Foremost among these was Annie Chapman--hard working, untidy, cheery Annie. She has improved very little in any respect except in her household arrangements; but though no power on earth could ever succeed in making her tidy, cleanliness has become her ruling passion. She scrubs, and rubs, and washes everything she can lay her hands on, and no future outbreak of fever or any other disease shall ever, she declares, be laid to her door. So out of evil will come good, and the Willowton of the future promises to be a very different place from the fever haunt it has been for the past half-century, if the doctor and the vicar and Annie Chapman can make it so.

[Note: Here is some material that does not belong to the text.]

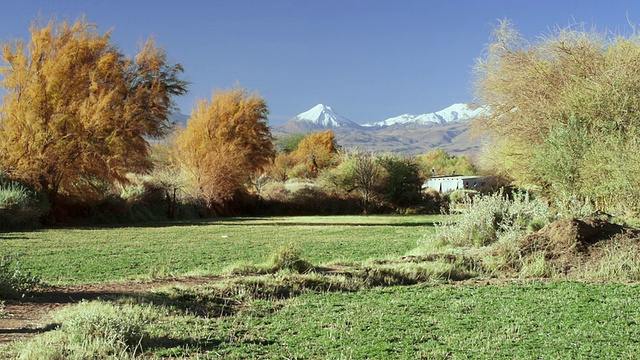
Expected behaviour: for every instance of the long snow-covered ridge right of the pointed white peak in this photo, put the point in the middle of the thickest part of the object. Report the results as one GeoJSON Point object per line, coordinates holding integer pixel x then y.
{"type": "Point", "coordinates": [452, 114]}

And now there only remains for us to see how things fared with Geo Lummis, who so suddenly found himself acting so important a part in the annals of the village. Dr. Davies was anxious to keep him under his eye as a professional man-nurse; but Geo struck at that. He was very glad, he said, to have been of use to the gentlemen, both of them, but sick-nursing was no work for him. He pined for the fresh air and the open fields, and, if the truth must be known, for the ripple of the water under the bridge. Not that he meant to return either to his old ways or his old companions, for he has done with Corkam for ever; and Milly Greenacre and he have made their minds to be married as soon as the vicar is well enough to marry them. And as if wonders would never cease, Milly's scruples about leaving her old grandfather alone have all been removed in the most unexpected manner. While Geo has been nursing the vicar all the past month, old Jimmy had been spending all his odd moments with Mrs. Lummis, with the result that he and Geo are going to play at "puss in the corner," and there are going to be two weddings instead of one! Geo is coming to live in the Greenacres' pretty cottage, and old Jimmy is going to hang up his hat on Geo's old peg in his mother's house. A more satisfactory arrangement of all parties could not be imagined: for Jimmy has saved quite a little hoard of money, enough to keep him comfortable, he hopes, for the rest of his life; and Geo has been taken on as a farm labourer by Mr. Barlow, with the promise of an extra teamster's place, and he is looking forward to getting his seven pounds for the harvest which is now about to begin, after which he and Milly are to be made man and wife.